In 1955, Lee dropped a bombshell. He announced his intention to test the constitutionality of the income tax. He placed his own tax money in a trust account in Walker Bank in Salt Lake City with instructions that it was to be paid only on a court order.
Overnight he became a national sensation, ridiculed by some, glorified by others. It didn't take long for the IRS to attach his bank account without a court order. His well-publicized fight was over, but many wanted him to run for president.
His career as Salt Lake mayor was equally controversial. He constantly bickered with other members of the City Commission, and his decision to fire popular police chief W. Cleon Skousen, a conservative like himself, caused detractors to place burning crosses on his lawn.
Yet, it was as mayor of Salt Lake City that Lee made his greatest contribution. His political maturity generally served the city well during 12 years known for fiscal stability and capital improvements. Even though his principles remained constant, he was more temperate and more effective during his final years in office.

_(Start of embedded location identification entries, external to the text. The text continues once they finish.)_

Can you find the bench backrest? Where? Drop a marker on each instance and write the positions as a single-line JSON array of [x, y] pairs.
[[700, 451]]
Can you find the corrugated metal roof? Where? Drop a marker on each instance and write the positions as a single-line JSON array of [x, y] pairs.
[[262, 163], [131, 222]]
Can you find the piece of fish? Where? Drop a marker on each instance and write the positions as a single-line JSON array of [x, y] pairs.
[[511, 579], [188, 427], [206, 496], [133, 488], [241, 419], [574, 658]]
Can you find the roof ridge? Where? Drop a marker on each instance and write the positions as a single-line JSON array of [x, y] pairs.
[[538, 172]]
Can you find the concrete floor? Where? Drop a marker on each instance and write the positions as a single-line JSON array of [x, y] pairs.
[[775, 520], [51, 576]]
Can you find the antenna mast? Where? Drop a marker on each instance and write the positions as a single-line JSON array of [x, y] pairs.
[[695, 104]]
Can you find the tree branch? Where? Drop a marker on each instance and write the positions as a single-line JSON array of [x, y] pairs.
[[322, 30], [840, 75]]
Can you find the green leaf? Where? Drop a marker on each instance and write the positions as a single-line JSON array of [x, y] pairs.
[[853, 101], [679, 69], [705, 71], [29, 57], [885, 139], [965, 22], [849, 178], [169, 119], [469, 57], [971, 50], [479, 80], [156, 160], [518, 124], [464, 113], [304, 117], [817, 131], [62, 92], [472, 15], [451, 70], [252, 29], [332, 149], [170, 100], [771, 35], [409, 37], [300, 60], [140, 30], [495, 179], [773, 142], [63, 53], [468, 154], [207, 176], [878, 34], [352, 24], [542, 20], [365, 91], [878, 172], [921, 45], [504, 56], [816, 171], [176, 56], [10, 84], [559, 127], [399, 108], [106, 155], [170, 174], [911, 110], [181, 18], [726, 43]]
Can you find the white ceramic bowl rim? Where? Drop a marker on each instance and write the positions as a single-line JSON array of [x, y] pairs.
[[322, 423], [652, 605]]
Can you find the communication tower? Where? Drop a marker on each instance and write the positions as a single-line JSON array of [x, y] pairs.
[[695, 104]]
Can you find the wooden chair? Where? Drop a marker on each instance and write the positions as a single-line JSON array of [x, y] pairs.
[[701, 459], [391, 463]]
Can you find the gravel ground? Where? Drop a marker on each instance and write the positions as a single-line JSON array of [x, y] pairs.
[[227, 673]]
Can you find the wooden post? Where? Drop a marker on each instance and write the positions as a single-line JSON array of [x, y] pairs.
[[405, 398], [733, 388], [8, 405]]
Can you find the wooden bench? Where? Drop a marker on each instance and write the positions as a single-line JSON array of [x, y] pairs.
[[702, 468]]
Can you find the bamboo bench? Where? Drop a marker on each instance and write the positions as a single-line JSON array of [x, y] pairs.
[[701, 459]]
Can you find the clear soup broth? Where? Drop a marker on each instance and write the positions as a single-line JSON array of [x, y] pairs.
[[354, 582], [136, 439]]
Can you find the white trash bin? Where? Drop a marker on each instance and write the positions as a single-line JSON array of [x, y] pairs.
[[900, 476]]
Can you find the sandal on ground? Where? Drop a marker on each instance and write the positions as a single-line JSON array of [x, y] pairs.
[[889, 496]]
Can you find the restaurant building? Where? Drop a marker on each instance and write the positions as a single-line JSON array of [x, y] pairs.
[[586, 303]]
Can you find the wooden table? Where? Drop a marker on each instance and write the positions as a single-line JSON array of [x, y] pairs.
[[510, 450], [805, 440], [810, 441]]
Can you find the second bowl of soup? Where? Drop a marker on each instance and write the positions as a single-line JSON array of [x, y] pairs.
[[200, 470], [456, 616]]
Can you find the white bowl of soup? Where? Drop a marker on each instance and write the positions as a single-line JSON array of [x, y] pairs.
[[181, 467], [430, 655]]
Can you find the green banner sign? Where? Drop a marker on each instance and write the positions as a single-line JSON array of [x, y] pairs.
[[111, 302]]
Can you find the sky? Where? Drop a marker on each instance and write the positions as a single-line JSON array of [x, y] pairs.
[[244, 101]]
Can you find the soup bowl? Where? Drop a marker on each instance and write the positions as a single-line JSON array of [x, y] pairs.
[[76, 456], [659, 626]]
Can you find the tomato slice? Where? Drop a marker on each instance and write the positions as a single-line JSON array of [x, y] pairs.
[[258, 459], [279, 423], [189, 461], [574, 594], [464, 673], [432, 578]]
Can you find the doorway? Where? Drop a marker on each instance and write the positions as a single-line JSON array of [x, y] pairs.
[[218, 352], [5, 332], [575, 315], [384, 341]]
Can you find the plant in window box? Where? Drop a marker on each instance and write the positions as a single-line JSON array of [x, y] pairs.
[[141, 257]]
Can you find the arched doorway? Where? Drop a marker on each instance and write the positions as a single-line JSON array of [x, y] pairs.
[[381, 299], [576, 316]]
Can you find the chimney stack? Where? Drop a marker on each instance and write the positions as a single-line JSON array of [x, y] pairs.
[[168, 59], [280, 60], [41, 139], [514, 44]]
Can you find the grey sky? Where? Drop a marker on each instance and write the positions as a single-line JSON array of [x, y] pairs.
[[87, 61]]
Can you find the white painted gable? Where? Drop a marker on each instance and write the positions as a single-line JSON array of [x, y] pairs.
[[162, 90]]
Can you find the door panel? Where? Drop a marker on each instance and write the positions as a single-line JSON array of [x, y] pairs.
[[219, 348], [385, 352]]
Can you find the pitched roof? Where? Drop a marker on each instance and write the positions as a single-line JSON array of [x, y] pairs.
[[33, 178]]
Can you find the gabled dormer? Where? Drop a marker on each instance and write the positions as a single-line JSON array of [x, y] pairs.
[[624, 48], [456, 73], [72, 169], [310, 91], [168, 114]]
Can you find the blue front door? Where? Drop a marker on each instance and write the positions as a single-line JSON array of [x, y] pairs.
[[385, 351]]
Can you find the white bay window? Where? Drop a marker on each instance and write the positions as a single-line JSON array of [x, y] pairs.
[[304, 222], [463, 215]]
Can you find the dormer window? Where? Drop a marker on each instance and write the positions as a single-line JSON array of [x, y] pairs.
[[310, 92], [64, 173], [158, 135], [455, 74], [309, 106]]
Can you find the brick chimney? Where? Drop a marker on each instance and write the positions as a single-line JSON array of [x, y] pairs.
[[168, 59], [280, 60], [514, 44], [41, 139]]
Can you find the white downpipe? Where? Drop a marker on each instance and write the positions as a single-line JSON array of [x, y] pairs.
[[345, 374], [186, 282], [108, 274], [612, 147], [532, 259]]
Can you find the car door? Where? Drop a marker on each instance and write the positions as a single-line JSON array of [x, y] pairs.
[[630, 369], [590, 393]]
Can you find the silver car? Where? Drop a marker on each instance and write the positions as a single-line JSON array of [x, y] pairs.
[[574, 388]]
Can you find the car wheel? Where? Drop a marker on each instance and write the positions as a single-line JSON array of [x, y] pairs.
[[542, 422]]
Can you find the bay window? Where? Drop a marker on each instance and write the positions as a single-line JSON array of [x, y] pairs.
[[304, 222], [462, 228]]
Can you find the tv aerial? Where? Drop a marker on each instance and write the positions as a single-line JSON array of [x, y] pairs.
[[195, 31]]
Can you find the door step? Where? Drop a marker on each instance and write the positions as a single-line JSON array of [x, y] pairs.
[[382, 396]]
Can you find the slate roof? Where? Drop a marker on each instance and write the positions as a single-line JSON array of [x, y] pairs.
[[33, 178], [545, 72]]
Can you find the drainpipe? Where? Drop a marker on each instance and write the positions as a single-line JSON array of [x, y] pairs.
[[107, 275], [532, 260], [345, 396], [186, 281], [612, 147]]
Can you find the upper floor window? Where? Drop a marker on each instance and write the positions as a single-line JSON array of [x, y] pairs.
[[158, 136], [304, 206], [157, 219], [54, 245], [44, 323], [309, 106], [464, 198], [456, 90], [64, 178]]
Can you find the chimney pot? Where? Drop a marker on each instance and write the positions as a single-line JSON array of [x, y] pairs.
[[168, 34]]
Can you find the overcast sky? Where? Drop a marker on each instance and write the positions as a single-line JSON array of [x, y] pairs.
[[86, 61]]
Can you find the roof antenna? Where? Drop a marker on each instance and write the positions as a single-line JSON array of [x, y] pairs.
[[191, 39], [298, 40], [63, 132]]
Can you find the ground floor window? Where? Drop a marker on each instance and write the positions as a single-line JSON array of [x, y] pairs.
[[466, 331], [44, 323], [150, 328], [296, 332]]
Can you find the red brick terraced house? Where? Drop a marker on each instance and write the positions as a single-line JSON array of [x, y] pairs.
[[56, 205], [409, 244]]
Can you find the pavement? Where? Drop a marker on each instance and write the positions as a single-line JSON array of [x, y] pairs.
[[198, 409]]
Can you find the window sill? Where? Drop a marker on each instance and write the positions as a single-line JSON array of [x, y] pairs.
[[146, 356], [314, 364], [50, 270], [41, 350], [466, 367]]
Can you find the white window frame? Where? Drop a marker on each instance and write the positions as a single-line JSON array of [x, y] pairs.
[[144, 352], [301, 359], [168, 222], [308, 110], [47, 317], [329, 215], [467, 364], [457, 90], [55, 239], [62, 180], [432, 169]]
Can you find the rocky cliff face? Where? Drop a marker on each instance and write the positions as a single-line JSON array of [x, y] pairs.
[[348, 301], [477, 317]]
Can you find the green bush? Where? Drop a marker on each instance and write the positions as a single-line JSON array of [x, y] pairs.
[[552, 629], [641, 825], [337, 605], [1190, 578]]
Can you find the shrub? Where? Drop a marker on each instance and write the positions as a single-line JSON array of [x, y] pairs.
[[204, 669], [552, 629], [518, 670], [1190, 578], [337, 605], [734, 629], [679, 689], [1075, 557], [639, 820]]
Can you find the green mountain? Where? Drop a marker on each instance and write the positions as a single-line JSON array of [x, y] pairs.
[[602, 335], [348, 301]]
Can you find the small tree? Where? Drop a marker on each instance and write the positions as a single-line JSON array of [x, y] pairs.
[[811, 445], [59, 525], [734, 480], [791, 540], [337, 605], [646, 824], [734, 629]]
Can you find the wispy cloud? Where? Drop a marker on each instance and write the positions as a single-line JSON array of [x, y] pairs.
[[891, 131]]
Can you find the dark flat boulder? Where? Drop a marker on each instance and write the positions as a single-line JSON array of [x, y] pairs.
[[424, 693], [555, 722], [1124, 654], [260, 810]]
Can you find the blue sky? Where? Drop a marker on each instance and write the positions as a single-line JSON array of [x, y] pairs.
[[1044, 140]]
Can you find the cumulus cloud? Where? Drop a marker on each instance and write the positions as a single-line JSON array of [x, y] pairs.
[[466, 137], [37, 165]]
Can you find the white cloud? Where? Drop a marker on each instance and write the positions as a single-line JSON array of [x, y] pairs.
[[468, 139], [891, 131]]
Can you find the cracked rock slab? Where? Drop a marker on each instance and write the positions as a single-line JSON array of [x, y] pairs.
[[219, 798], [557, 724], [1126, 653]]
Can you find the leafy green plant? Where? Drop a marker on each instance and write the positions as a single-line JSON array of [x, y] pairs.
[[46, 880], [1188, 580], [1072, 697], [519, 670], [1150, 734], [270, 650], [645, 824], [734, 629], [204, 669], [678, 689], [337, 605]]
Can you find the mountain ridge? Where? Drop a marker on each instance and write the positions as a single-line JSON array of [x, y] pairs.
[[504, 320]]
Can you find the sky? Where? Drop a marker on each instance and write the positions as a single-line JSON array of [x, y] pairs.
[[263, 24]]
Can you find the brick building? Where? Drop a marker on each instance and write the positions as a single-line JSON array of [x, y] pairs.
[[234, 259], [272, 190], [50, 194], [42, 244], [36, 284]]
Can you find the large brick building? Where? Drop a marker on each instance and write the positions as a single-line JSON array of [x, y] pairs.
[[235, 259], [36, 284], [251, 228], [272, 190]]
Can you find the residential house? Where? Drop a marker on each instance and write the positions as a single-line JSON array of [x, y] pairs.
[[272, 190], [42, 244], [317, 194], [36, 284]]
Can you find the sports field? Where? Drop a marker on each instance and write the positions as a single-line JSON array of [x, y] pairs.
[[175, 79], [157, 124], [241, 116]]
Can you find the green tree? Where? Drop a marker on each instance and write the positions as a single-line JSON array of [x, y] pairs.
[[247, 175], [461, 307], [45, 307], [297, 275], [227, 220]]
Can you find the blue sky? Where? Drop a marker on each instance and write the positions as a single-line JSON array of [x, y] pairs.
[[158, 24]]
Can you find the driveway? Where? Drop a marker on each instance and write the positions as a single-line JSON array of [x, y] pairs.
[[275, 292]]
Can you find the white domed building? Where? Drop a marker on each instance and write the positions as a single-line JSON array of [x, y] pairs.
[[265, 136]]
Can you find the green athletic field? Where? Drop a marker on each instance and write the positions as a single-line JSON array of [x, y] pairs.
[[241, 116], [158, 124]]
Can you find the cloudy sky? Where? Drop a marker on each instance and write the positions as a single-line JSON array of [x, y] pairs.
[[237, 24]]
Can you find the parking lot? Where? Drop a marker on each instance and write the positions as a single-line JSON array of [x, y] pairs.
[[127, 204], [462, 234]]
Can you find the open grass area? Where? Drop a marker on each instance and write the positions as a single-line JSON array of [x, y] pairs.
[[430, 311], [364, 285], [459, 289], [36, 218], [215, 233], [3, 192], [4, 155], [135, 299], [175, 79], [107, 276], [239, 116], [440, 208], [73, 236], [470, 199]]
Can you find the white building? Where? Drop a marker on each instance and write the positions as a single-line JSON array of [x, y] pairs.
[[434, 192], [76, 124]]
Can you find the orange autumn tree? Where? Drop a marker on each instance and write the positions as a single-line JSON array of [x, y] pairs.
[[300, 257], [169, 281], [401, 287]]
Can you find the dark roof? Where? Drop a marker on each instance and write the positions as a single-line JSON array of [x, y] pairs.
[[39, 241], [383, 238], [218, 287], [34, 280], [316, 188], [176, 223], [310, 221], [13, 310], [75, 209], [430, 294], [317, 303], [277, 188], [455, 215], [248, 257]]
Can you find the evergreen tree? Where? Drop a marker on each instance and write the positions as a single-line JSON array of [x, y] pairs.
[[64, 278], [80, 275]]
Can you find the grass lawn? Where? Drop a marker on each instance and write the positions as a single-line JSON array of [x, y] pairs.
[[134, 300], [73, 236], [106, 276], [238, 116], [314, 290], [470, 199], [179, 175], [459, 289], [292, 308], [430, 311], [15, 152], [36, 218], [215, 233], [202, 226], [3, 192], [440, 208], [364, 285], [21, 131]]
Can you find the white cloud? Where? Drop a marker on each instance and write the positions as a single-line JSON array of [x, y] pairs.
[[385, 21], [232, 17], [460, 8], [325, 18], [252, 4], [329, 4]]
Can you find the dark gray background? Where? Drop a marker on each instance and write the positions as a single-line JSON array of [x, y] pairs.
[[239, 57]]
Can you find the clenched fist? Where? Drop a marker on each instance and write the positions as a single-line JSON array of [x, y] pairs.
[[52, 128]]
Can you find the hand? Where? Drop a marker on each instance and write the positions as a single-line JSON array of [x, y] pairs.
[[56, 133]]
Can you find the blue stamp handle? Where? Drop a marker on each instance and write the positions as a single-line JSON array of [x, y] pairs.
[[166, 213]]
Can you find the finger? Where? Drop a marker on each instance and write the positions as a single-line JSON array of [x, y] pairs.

When Lee announced his retirement in 1971, he said he was "sick and tired of politics." I didn't believe it then, but I stopped by his house the other day and found a 95-year-old legend who no longer keeps up with the political scene.
When I asked his opinion of Gov. Leavitt, he said, "I don't DISLIKE him." When I asked him about President Clinton, he said, "I haven't taken an interest in him."
When I remarked about how unusual it was that he had supported a Democrat, Stewart Hanson, for governor in the last election, he said, "That's right. I'm not much of a Democrat."
In spite of enduring gall bladder surgery and pneumonia in the past two years, he still looks good. Now, instead of talking politics, he speaks lovingly of his mother, who lived to be 106, ("She was a peach") and his deceased wife, Margaret. ("Everybody that knew her loved her.")
The amazing politician most Utahns knew as "Brack" has lost some of his fire, but his remarkable imprint on Utah history remains secure.